Heute ist der 2.06.2026, und in Northeim gibt es einige besorgniserregende Entwicklungen, die uns nicht kalt lassen können. Die Behörden melden einen alarmierenden Anstieg der Privatinsolvenzen um 24 Prozent. Ja, Sie haben richtig gehört! Das ist ein echter Aufschrei in einer Zeit, in der die Wirtschaft ohnehin auf der Kippe steht. Die Gründe sind vielfältig: Die anhaltende Inflation frisst sich durch die Geldbeutel, die hohen Mietkosten setzen den Menschen zu, und dann sind da noch diese verführerischen Online-Konsumkredite sowie die sogenannten „Buy-now-pay-later“-Angebote, die so manch einen in die Schuldenfalle locken. Man fragt sich, wo das alles hinführen soll.

Ein Lichtblick könnte das Unternehmensstabilisierungs- und -restrukturierungsgesetz (StaRUG) sein, das seit dem 1. Januar 2021 in Kraft ist. Dieses Gesetz hat den rechtlichen Rahmen für Unternehmenskrisen revolutioniert. Es ermöglicht sanierungsfähigen Unternehmen, die vor einer drohenden Zahlungsunfähigkeit stehen, ein vorinsolvenzliches Restrukturierungsverfahren einzuleiten, bevor sie den Gang zum Insolvenzgericht antreten müssen. Das Ziel?
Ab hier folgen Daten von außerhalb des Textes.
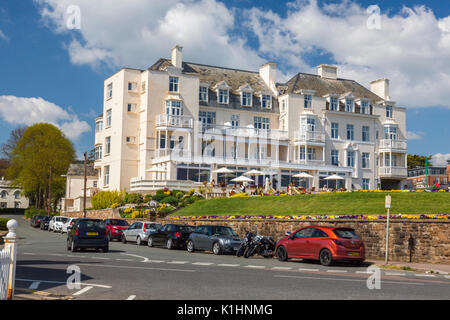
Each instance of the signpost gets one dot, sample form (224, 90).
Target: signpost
(388, 207)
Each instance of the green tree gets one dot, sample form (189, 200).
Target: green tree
(418, 161)
(38, 160)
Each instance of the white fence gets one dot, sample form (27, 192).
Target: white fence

Insolvenzverfahren zu verhindern und den Unternehmen zu helfen, sich mithilfe eines von der Mehrheit der Gläubiger akzeptierten Restrukturierungsplans neu aufzustellen.

Neue Wege in der Unternehmenssanierung

Doch wie funktioniert das genau? Die Geschäftsführer sind angehalten, einen 24-monatigen Krisenbeobachtungszeitraum einzuhalten. In dieser Zeit müssen sie frühzeitig Insolvenzrisiken erkennen und Gegenmaßnahmen einleiten. Unternehmen, die zum Beispiel als GmbH oder Aktiengesellschaft organisiert sind, sind verpflichtet, ein Krisenfrüherkennungssystem einzurichten. Ein solches System ist für Unternehmer mit beschränkter Haftung unerlässlich. Einzelunternehmer hingegen können die Instrumente des StaRUG nutzen, ohne an diese Pflicht gebunden zu sein.

Die Nachfrage nach integrierten Beratungsleistungen ist in diesem Kontext enorm gestiegen. Große Beratungsfirmen wie Roland Berger und Alvarez & Marsal haben ihre Kapazitäten gezielt ausgebaut. Neuer Partner hier, neue Führungskraft dort – die Fluktuation unter Beratern hat spürbar zugenommen. Das zeigt sich auch bei Bain & Company, die ebenfalls neue Partner eingestellt haben. Die Konkurrenz um erfahrene Sanierungsexperten ist härter denn je!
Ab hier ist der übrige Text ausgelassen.